Par un mémoire en défense, enregistré le 26 avril 2021, l’administrateur général des finances publiques en charge de la direction de contrôle fiscal Centre-Est conclut au rejet de la requête.
Il soutient que les moyens soulevés par la requérante ne sont pas fondés.
Les parties ont été informées par une lettre du 10 mai 2021 que cette affaire était susceptible, à compter du 21 juin 2021, de faire l’objet d’une clôture d’instruction à effet immédiat en application des dispositions de l’article R. 611-11-1 du code de justice administrative.
La clôture de l’instruction a été fixée au 18 août 2021 par ordonnance du même jour.
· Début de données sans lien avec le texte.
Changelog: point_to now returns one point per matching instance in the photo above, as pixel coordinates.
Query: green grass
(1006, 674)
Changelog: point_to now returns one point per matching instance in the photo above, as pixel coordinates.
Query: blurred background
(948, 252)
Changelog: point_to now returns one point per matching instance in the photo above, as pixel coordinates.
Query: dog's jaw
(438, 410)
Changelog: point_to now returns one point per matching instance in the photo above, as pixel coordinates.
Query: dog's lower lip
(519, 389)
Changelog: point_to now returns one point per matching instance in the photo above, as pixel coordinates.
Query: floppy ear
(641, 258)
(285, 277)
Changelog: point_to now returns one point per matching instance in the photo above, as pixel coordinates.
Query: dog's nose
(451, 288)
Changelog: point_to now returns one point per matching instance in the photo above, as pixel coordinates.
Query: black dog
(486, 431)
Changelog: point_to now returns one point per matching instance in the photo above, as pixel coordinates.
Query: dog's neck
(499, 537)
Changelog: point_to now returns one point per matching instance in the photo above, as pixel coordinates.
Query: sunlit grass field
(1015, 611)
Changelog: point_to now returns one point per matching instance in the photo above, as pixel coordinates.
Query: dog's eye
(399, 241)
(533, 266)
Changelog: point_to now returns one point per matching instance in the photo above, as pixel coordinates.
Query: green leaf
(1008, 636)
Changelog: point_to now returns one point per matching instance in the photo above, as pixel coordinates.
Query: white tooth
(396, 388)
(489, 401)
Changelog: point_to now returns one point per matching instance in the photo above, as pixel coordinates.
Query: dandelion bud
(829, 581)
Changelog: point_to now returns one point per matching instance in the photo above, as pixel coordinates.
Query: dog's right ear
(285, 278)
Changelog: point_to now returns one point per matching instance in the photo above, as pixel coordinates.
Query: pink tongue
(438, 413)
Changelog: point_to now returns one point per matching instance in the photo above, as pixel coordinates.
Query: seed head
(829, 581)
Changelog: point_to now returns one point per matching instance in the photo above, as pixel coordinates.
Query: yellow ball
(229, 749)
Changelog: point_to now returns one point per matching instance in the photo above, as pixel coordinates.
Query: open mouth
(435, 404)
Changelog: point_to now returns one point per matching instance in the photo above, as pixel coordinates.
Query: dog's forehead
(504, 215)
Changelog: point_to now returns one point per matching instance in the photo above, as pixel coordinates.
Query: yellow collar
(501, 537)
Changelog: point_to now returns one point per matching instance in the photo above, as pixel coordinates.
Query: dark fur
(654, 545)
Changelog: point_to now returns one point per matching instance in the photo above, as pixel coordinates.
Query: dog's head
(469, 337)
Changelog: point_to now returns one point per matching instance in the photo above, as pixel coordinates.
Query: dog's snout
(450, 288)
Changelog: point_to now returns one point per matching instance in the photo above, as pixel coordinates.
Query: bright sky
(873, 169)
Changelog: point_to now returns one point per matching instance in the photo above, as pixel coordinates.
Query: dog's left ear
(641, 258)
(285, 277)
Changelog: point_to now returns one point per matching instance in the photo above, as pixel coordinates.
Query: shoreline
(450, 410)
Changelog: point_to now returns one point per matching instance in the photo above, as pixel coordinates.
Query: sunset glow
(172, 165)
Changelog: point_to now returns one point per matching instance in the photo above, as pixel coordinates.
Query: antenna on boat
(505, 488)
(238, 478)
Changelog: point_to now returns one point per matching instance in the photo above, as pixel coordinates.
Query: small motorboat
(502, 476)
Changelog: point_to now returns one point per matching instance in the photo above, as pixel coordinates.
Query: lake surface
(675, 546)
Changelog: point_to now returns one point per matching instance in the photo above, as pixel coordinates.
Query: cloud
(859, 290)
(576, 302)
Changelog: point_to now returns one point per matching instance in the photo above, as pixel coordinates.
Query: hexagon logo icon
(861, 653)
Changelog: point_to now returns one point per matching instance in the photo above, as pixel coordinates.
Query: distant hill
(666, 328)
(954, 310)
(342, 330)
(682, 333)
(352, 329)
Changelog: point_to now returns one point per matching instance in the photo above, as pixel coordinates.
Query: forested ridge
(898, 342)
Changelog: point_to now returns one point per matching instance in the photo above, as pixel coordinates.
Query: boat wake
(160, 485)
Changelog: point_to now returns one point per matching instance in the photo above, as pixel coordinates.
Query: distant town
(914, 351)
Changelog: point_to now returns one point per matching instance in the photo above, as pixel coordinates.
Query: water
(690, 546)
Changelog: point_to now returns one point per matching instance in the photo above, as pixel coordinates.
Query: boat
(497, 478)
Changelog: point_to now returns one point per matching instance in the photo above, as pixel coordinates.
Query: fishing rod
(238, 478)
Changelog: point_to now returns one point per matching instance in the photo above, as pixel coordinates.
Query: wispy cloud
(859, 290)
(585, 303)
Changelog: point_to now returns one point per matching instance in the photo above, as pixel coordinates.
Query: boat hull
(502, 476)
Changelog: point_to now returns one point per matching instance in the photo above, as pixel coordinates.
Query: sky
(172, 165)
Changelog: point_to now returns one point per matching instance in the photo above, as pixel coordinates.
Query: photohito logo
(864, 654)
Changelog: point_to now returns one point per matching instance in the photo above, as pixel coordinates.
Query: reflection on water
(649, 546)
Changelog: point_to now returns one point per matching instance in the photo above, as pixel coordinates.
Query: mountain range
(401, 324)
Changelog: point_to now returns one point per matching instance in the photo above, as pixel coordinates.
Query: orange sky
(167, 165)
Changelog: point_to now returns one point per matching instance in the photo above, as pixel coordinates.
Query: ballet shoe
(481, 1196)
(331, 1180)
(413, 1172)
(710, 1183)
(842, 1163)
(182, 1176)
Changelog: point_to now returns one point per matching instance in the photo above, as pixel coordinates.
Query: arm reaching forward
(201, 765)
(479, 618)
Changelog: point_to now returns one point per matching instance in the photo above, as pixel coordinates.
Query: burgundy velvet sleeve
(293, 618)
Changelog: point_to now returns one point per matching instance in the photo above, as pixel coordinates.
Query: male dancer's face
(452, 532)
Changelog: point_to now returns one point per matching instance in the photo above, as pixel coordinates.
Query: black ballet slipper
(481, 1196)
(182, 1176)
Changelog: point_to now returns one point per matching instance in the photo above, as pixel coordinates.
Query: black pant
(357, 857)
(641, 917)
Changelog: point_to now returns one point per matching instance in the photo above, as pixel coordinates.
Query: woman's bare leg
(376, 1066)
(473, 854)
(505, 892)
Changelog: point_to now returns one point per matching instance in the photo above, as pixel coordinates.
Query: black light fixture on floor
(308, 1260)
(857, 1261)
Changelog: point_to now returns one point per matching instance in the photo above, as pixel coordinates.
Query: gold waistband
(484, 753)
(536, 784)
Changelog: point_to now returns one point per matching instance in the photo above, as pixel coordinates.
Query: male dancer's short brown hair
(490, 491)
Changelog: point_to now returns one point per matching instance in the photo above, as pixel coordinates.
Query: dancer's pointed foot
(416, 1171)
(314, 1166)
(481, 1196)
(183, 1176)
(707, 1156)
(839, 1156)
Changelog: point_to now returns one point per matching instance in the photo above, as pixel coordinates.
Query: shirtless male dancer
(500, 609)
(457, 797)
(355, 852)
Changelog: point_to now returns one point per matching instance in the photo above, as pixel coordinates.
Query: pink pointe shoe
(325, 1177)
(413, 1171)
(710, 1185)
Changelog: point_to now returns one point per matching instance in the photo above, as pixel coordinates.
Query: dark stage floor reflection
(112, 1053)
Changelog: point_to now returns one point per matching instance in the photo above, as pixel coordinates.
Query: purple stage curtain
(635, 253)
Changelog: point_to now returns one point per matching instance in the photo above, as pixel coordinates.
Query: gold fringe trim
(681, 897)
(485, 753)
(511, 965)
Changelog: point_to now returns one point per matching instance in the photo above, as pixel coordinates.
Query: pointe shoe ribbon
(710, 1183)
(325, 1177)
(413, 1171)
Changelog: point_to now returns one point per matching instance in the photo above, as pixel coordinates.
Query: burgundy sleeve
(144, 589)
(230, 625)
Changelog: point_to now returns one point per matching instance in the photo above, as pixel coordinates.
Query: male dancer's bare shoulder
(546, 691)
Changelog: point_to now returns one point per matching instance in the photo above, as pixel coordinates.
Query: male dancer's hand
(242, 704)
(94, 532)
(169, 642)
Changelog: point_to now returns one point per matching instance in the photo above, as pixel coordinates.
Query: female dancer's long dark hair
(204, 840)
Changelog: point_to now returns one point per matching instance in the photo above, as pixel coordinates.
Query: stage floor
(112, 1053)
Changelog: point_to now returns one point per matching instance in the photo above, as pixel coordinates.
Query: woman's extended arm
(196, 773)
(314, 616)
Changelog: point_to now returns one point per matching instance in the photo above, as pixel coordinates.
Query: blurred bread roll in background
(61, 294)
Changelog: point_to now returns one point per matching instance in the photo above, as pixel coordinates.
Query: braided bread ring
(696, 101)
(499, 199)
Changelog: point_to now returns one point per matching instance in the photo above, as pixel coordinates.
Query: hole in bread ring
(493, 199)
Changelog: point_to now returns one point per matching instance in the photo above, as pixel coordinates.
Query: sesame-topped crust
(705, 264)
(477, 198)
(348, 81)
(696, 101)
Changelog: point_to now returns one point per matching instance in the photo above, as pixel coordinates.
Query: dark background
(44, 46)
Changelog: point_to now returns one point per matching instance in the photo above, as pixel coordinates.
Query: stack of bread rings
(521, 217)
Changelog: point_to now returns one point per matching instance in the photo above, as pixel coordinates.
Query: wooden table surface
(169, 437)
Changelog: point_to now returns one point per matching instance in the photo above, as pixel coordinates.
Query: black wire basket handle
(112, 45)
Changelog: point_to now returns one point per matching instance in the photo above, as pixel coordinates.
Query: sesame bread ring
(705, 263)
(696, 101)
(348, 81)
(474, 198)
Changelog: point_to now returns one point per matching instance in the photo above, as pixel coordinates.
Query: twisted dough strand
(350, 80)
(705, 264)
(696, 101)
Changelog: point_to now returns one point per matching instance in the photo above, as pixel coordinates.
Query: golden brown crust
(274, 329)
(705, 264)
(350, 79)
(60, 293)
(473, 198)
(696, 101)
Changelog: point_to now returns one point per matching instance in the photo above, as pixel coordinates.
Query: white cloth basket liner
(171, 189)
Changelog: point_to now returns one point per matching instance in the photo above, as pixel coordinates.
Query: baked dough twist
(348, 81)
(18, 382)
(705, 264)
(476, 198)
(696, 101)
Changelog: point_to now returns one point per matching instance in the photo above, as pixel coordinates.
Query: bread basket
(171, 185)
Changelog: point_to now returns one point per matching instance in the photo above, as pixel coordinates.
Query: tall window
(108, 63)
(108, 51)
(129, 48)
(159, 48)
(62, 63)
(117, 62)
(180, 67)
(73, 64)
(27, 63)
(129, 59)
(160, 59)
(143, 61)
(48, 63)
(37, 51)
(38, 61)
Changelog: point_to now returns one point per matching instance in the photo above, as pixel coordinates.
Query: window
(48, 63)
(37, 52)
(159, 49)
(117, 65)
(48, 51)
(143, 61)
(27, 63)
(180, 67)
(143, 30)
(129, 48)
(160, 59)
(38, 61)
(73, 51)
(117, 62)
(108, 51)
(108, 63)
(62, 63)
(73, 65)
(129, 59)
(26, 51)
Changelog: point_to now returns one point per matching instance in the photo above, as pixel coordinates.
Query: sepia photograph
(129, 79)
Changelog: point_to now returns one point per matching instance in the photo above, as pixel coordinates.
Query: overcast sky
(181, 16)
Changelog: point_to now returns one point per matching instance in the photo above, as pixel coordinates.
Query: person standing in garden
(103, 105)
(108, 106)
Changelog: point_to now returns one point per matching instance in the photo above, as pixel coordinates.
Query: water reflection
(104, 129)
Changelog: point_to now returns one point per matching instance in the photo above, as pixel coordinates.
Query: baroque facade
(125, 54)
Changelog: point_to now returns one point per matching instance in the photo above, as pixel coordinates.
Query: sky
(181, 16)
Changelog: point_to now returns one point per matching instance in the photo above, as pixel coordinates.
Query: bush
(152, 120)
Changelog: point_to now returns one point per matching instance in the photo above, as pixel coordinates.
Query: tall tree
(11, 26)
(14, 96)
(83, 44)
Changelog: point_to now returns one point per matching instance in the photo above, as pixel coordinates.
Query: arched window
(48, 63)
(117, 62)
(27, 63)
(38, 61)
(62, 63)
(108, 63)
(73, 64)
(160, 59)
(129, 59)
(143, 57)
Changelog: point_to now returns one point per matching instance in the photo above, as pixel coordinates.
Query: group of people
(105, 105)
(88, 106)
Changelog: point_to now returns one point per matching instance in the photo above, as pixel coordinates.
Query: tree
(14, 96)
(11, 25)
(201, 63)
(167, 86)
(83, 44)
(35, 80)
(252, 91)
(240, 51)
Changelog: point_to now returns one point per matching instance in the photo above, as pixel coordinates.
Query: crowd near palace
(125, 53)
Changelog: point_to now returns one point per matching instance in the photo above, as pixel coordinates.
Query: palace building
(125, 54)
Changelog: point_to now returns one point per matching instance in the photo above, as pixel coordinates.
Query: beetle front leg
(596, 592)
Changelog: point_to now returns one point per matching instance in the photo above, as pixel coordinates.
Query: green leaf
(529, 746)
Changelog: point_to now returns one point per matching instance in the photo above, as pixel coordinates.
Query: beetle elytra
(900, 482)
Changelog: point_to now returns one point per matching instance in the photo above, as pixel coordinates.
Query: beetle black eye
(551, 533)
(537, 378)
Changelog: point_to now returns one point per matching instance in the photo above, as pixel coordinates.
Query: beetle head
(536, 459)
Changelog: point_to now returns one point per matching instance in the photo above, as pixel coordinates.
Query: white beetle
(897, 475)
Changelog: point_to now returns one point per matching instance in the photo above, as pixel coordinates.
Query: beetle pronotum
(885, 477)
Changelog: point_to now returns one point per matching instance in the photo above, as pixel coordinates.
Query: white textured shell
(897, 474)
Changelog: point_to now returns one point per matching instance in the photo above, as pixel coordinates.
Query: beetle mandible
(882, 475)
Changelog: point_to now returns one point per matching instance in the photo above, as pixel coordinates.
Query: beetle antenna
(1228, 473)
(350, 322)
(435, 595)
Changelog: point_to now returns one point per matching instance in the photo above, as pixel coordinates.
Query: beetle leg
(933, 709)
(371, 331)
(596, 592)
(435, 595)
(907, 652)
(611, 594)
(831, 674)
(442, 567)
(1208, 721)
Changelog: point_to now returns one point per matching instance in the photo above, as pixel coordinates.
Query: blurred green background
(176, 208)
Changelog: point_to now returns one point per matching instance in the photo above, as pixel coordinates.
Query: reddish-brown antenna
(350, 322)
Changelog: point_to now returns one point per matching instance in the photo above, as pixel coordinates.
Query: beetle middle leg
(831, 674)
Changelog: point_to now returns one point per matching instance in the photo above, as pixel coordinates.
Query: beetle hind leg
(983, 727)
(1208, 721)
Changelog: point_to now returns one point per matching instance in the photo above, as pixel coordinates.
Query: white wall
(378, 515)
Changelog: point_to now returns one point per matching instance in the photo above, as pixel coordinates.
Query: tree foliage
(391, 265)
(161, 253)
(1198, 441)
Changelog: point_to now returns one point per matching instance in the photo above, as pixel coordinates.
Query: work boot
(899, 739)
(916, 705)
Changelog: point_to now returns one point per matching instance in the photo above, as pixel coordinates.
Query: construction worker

Les parties ont été informées le 18 août 2021, en application des dispositions de l’article R. 611-7 du code de justice administrative, de ce que le jugement était susceptible d’être fondé sur un moyen relevé d’office, tiré de l’irrecevabilité des conclusions à fin de versement d’intérêts moratoires, en l’absence de litige né et actuel sur ce point avec le comptable compétent.
Vu les autres pièces du dossier.
Vu :
- le code général des impôts et le livre des procédures fiscales ;
- le code de justice administrative.
Les parties ont été régulièrement averties du jour de l’audience.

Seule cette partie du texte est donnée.